Le cresson : deux bottes de cresson de fontaine, 400 g, lavées en deux eaux, les tiges gardées, seules les grosses tiges du bas retirées : les tiges ont autant de goût que les feuilles. On porte la base à pleine ébullition, on y jette tout le cresson d'un coup, on l'enfonce à la cuillère, et l'on compte trois minutes, feu coupé dès la reprise du bouillon. À trois minutes, le cresson est tombé, vert vif, et son piquant est intact ; à dix, il vire au kaki et le poivre s'est évaporé. Le secret est là : le cresson est une herbe, pas un légume, et il se traite comme les épinards, à la seconde.
Le mixage, aussitôt : au blender, par moitiés, une minute à pleine vitesse, jusqu'à un vert lisse et profond ; on passe au chinois si l'on veut la finesse d'un restaurant, en pressant. On remet dans la cocotte, on rectifie la consistance avec un peu de bouillon, sel, poivre blanc, une pointe de muscade, et 10 cl de crème pour l'arrondir, ou pas : le cresson se suffit.

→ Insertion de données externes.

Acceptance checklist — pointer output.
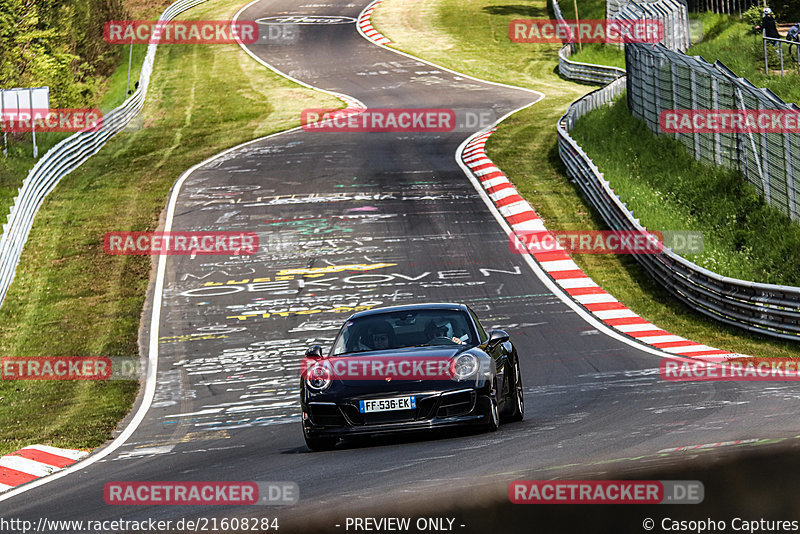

On sert tout de suite, dans des assiettes chaudes, avec une cuillère de crème en filet et quelques feuilles de cresson cru, et des croûtons au beurre. Si la soupe doit attendre, on la refroidit vite, la casserole dans un bain d'eau glacée en remuant, dix minutes : la chlorophylle ne supporte ni la chaleur prolongée ni l'acidité, et un velouté de cresson qui mijote sur le coin du feu sera gris à table. On réchauffe alors à feu vif, sans bouillir, au dernier moment.